C'est pourquoi le service de la mission est préférable à l'aide directe. L'idée forte, c'est qu'il faut se méfier de tout ce qui peut se rapprocher de près ou de loin du colonialisme : mes forces viennent en complément des faiblesses des autres, et les forces des autres viennent en complément de mes faiblesses. Il faut croiser les regards et il n'est jamais salutaire qu'une ou deux personnes décident seules de tout, surtout quand de grosses sommes d'argent sont en cause. De plus l'aide directe comporte toujours le risque que des préférences s'établissent, un village plutôt qu'un autre, un orphelinat plutôt qu'un autre...

Pour entraider, il faut bien sûr être rempli d'un grand amour et d'un grand désir de solidarité mais aussi d'une grande vigilance. Il faut garder un regard critique car dans TOUS les pays on trouve des gens fiables et des gens qui trompent leur monde. Or le protestantisme français a des relais sur place et on est donc certain que l'argent n'est ni gaspillé ni détourné. Claude Baty, le président de la FPF, s'est engagé personnellement à ce que soient vérifiés et l'emploi des fonds et le respect de ce partenariat. Envoyé par le Défap pour deux années, le pasteur Philippe Verseils est chargé d'accompagner les partenaires de la mise en œuvre des projets de solidarité. Il suit la réalisation des projets et assure la transmission de l'information aux protestants de France.

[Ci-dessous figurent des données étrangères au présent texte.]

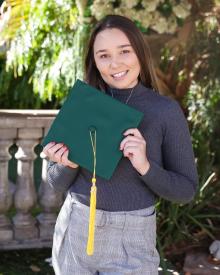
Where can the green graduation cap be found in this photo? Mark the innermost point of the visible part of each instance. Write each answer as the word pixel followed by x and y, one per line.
pixel 88 110
pixel 91 124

Le soutien aux écoles est un domaine important du travail. La plupart des établissements scolaires sont privés puisque l'État est quasiment absent et si les familles ne peuvent pas payer, les enfants ne sont pas scolarisés. Grâce aux fonds d'urgence reçus de la Plate-forme Haïti, un certain nombre d'établissements ont pu être aidés pour la reconstruction de structures provisoires ou pour la distribution de bourses servant à payer les frais (scolarité, matériel ). Plusieurs projets d'aide aux orphelinats (prévention du choléra, nourriture, soins et scolarisation des enfants en attendant de reconstruire des abris durables) sont en cours. La FPH aide aussi des étudiants dont le cursus universitaire a été interrompu à cause du séisme. D'autres projets sont en gestation : développer un département Théologie, créer une aumônerie protestante des prisons, construire un village communautaire. Les Églises d'Alsace-Moselle ont participé à l'agrandissement d'un hôpital dans le nord du pays et se sont engagées à soutenir la création d'un poulailler communautaire aux Gonaïves afin d'améliorer l'alimentation des familles.